The bow on my trousers is untied (how’d he/she/it do that?) and before I know better (or am able to ready/steady/adjust myself) I’m tumbling forward over the gate and landing – Crump! (trouserless!) – on my hand/elbow/face/head/back ow! on the gravel ow! path ow! to the other side.

I lie for a few seconds, breathless and winded.

Aow-aow aow-aow? the strange voice asks, evidently concerned, trying the gate again.

I slowly sit up. Anything broken? Not sure. What I do know is that several pieces of gravel are embedded in my forehead. My legs feel okay … and … oooh … my spine … but my … ow! … my right thumb is hanging loose.

I’ve dislocated it! I’ve dislocated my thumb! Just look at that! How perfectly ghastly!

Oy vey, bubbellah! Ve Gates? Vat in God’s good name are you doing vith yourself down zere?’

Shimmy appears at the back door with his typical, slapstick timing.

‘I’ve dislocated my thumb, Tatteh!’ I wail, holding it out to him.

‘Zat’ll have to wait, Nebekh!’ Shimmy interrupts. ‘We got us bigger fish to fry here. Look at your poor dad! I’m plotzing! Zat damn dog has had hisself another heart attack! Za putz is blocking the front door! I called you a cab already. You gotta take him to the vet’s.’

As Shimmy is speaking I hear footsteps rapidly retreating in the gravel on the other side of the gate. I try to stand up, but it takes me slightly longer to find my feet than I’d anticipated.

‘Call the vet out, Tatteh!’ I’m grumbling. ‘How’re we meant to lift him into a cab? He’s huge. I’ve dislocated my thumb! Look!

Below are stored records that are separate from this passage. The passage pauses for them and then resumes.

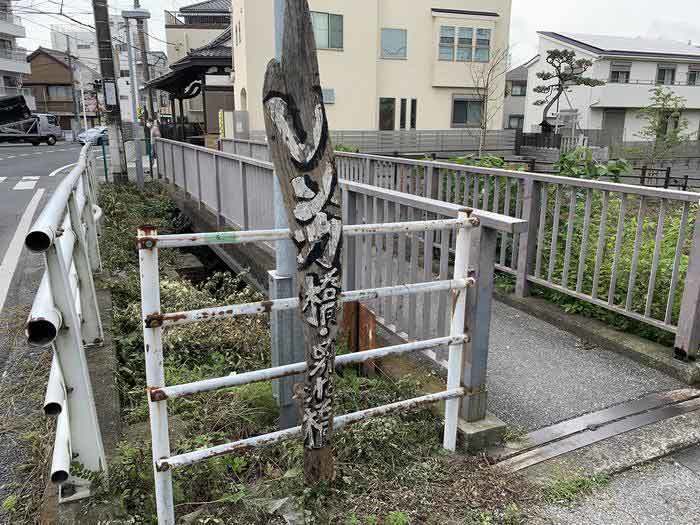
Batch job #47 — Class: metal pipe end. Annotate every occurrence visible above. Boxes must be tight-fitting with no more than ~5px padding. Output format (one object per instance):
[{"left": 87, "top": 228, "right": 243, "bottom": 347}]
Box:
[
  {"left": 44, "top": 401, "right": 63, "bottom": 416},
  {"left": 24, "top": 230, "right": 54, "bottom": 253},
  {"left": 25, "top": 318, "right": 58, "bottom": 348},
  {"left": 51, "top": 470, "right": 70, "bottom": 485}
]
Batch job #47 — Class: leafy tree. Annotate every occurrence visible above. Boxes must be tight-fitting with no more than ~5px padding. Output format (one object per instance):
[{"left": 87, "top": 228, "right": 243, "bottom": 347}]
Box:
[
  {"left": 533, "top": 49, "right": 605, "bottom": 133},
  {"left": 636, "top": 86, "right": 692, "bottom": 166},
  {"left": 470, "top": 48, "right": 510, "bottom": 157}
]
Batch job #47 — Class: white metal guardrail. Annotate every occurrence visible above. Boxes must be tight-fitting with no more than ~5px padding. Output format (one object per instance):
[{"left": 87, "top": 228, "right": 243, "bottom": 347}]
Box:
[
  {"left": 138, "top": 207, "right": 522, "bottom": 524},
  {"left": 25, "top": 142, "right": 107, "bottom": 501},
  {"left": 211, "top": 140, "right": 700, "bottom": 359}
]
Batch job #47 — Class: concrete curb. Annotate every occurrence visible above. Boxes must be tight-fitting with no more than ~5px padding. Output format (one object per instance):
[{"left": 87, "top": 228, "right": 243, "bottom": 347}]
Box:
[{"left": 495, "top": 292, "right": 700, "bottom": 385}]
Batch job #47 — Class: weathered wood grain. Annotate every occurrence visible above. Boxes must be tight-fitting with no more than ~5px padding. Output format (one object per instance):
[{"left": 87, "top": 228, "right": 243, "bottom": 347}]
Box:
[{"left": 263, "top": 0, "right": 342, "bottom": 483}]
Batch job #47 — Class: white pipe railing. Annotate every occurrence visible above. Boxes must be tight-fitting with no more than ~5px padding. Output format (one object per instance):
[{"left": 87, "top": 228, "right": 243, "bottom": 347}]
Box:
[
  {"left": 138, "top": 208, "right": 525, "bottom": 525},
  {"left": 25, "top": 145, "right": 107, "bottom": 501}
]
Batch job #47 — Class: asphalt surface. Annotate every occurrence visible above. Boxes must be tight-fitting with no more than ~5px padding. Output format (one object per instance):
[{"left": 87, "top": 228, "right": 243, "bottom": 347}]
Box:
[
  {"left": 0, "top": 142, "right": 80, "bottom": 370},
  {"left": 530, "top": 447, "right": 700, "bottom": 525}
]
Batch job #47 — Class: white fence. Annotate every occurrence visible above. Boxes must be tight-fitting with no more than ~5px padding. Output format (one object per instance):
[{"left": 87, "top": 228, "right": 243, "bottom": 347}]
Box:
[
  {"left": 139, "top": 205, "right": 522, "bottom": 524},
  {"left": 25, "top": 142, "right": 107, "bottom": 501},
  {"left": 221, "top": 129, "right": 516, "bottom": 160},
  {"left": 201, "top": 137, "right": 700, "bottom": 358}
]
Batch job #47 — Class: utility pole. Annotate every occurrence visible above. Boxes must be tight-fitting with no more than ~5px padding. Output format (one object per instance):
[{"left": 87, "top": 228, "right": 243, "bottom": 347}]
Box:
[
  {"left": 134, "top": 0, "right": 155, "bottom": 117},
  {"left": 66, "top": 35, "right": 81, "bottom": 142},
  {"left": 92, "top": 0, "right": 127, "bottom": 182},
  {"left": 122, "top": 9, "right": 150, "bottom": 188}
]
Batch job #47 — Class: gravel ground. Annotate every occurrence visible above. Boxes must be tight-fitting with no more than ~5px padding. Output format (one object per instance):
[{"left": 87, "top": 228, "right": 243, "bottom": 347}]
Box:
[
  {"left": 488, "top": 301, "right": 686, "bottom": 431},
  {"left": 530, "top": 448, "right": 700, "bottom": 525}
]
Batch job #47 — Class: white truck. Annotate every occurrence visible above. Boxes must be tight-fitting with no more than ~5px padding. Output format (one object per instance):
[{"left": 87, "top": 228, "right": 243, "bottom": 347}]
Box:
[{"left": 0, "top": 96, "right": 63, "bottom": 146}]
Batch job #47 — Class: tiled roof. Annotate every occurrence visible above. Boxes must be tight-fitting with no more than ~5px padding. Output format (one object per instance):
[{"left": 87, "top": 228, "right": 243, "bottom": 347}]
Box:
[
  {"left": 180, "top": 0, "right": 231, "bottom": 13},
  {"left": 540, "top": 31, "right": 700, "bottom": 59}
]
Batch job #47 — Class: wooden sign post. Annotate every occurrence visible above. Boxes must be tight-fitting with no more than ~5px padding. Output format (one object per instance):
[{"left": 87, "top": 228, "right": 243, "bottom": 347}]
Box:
[{"left": 263, "top": 0, "right": 343, "bottom": 484}]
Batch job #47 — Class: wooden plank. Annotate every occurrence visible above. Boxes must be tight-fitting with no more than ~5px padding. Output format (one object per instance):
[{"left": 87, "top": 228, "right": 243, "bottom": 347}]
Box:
[{"left": 263, "top": 0, "right": 343, "bottom": 484}]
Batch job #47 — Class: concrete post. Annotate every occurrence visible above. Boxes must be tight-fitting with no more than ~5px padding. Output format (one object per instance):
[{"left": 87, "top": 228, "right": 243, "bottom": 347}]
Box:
[{"left": 513, "top": 179, "right": 542, "bottom": 298}]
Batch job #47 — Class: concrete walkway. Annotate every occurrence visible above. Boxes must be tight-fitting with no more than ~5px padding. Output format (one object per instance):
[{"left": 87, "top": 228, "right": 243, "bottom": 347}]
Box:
[
  {"left": 528, "top": 447, "right": 700, "bottom": 525},
  {"left": 488, "top": 301, "right": 687, "bottom": 431}
]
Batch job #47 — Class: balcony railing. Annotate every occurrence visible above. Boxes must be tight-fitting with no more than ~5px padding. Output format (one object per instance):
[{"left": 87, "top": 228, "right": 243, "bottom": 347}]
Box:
[
  {"left": 0, "top": 47, "right": 27, "bottom": 62},
  {"left": 0, "top": 11, "right": 22, "bottom": 26}
]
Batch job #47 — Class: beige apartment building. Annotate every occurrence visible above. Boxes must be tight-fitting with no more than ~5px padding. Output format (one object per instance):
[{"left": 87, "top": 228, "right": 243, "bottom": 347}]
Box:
[{"left": 231, "top": 0, "right": 511, "bottom": 130}]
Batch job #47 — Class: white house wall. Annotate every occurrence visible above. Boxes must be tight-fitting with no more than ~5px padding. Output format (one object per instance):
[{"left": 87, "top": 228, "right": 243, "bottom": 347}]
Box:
[{"left": 232, "top": 0, "right": 511, "bottom": 130}]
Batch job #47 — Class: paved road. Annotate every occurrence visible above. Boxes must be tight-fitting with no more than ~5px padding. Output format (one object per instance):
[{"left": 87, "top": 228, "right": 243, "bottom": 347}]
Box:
[{"left": 0, "top": 143, "right": 80, "bottom": 340}]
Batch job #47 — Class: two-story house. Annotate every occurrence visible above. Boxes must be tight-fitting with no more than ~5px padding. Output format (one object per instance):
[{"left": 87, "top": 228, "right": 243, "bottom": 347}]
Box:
[
  {"left": 503, "top": 56, "right": 539, "bottom": 129},
  {"left": 0, "top": 0, "right": 36, "bottom": 109},
  {"left": 24, "top": 47, "right": 100, "bottom": 130},
  {"left": 232, "top": 0, "right": 511, "bottom": 131},
  {"left": 524, "top": 32, "right": 700, "bottom": 142}
]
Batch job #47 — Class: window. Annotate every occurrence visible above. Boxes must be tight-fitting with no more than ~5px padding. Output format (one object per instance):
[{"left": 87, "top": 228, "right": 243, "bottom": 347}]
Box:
[
  {"left": 510, "top": 82, "right": 527, "bottom": 97},
  {"left": 379, "top": 98, "right": 396, "bottom": 131},
  {"left": 452, "top": 95, "right": 483, "bottom": 128},
  {"left": 610, "top": 62, "right": 632, "bottom": 84},
  {"left": 440, "top": 26, "right": 455, "bottom": 62},
  {"left": 508, "top": 115, "right": 525, "bottom": 129},
  {"left": 382, "top": 29, "right": 408, "bottom": 58},
  {"left": 656, "top": 66, "right": 676, "bottom": 86},
  {"left": 311, "top": 11, "right": 343, "bottom": 49},
  {"left": 321, "top": 89, "right": 335, "bottom": 104},
  {"left": 49, "top": 86, "right": 72, "bottom": 100},
  {"left": 474, "top": 29, "right": 491, "bottom": 62},
  {"left": 457, "top": 27, "right": 474, "bottom": 62}
]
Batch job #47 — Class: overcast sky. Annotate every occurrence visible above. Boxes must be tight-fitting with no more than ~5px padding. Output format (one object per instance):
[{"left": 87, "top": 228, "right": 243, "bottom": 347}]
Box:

I’ve got bits of gravel stuck in my forehead!’

‘You crazy?!’ Shimmy exclaims. ‘You know how much zey charge to call zem out?! It’s a disgrace! Be serious, meine Carla! Get inside! Put your trousers on! We gotta do him a heart massage! Shlof gikher, men darf di ki kishn, girl! Stop your shmying about!’

I gaze at him, disbelieving.

‘Sleep faster, bubbellah,’ he repeats, sharply, as a concession (of sorts), but in English this time. ‘We need za pillows!’

Oh – thanks so much for the translation, Tatteh.

I click my thumb back into position (gritting my teeth), grab my trousers with my good hand and follow him inside, quietly marvelling at his apparently effortless recourse to poetic sarcasm.